Evolution or Intelligent Design?

Clearly, financial modelling needs to be done. What stands in the way of this is the Chinese wall that too often is erected between marketing and R&D. In a company of which I have fairly recent experience, none of the clinical project managers knew the business case for each of the studies they were running. In fact, such a discussion was deliberately embargoed by senior clinical managers.

To return to our theme, evolution is what Charles Darwin thought it was, and the basic concept has changed little since he shook the world with his ideas on natural selection. 'Intelligent Design' is among the concepts offered by the proponents of creationism, who believe that all living things were crafted by an external intelligence.

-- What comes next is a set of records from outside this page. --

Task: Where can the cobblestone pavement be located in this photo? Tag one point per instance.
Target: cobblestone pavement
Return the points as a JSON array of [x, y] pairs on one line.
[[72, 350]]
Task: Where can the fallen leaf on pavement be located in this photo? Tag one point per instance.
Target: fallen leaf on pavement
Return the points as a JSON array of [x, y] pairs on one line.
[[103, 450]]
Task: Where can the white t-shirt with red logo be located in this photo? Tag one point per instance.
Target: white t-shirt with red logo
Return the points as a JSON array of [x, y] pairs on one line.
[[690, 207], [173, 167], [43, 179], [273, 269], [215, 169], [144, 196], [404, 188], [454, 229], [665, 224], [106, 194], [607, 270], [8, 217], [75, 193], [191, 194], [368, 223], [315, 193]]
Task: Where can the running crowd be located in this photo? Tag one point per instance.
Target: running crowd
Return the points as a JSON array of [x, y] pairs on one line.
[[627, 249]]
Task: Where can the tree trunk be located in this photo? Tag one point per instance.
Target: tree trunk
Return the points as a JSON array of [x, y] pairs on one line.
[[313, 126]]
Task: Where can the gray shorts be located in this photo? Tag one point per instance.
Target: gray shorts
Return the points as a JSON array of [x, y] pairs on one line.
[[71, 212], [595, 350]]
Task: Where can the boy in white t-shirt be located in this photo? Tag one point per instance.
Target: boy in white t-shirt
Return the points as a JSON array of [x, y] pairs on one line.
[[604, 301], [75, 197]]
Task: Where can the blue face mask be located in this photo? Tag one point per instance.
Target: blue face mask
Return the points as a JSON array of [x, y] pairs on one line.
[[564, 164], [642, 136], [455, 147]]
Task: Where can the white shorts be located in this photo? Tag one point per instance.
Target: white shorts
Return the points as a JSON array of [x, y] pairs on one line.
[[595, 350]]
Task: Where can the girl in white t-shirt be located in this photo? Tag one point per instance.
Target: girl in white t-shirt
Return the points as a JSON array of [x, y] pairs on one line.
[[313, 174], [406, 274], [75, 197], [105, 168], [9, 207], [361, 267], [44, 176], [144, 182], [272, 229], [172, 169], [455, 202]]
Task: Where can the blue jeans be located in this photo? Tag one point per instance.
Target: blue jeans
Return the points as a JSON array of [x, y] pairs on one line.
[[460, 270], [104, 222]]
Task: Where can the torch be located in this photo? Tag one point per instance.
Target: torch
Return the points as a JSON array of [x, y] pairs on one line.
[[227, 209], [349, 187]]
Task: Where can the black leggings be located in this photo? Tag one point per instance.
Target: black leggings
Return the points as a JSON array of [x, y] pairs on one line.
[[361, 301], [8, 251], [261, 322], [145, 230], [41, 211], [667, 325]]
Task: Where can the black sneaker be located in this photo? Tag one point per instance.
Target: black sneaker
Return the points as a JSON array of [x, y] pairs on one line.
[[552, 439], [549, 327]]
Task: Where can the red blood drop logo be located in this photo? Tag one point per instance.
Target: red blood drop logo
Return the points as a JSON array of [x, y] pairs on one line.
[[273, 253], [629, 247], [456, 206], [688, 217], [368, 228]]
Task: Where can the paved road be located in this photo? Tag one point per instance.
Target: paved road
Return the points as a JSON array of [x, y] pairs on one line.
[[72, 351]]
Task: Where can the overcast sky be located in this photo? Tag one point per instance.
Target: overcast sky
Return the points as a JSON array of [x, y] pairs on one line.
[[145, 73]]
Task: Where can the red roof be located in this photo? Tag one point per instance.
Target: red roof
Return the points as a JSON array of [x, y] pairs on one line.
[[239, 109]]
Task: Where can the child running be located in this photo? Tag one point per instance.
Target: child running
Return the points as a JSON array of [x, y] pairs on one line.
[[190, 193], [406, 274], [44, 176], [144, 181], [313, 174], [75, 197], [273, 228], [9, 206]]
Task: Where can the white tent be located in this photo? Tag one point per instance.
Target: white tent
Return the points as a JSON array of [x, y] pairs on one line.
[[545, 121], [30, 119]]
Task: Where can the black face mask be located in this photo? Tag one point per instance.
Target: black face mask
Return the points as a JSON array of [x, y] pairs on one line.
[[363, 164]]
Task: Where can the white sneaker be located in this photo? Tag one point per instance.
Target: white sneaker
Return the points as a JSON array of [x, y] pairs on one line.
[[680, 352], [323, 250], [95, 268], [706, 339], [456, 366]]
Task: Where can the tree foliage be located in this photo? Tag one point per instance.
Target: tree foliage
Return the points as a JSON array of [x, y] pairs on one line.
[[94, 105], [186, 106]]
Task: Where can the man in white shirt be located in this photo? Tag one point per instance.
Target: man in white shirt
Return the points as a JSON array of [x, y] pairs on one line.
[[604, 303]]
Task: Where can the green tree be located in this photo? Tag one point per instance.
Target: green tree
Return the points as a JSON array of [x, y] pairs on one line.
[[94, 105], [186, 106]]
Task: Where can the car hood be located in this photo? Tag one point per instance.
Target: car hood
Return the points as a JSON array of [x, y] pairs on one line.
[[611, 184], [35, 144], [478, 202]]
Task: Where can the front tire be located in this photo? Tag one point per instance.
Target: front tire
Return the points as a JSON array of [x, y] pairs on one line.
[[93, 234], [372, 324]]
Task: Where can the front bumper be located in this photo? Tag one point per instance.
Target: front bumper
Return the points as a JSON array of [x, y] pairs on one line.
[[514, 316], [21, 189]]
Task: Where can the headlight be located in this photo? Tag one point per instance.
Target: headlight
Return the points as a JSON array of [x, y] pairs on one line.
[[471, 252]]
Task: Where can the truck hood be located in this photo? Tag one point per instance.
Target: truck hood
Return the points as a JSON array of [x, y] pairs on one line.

I am wondering into which camp the improvement of the drug development process falls. Is it essentially reactive, in which new practices and technologies are only implemented when driven by regulatory or market changes (ie, the environment)? Or is it proactive – companies have a long-term vision, and are speculatively designing strategies which include technologies required for the future?

The truth is probably somewhere between the two, but the industry is remarkably conservative and may need to be more creative. Only a few examples of the new technologies available for clinical trials have been considered here, but clearly there is a huge potential for a positive effect on the worrying trends identified.

These technologies can be used to ensure that far more of the compounds which survive, do so because they really are the fittest. Evolution is blind, but intelligent design, if it exists, is not.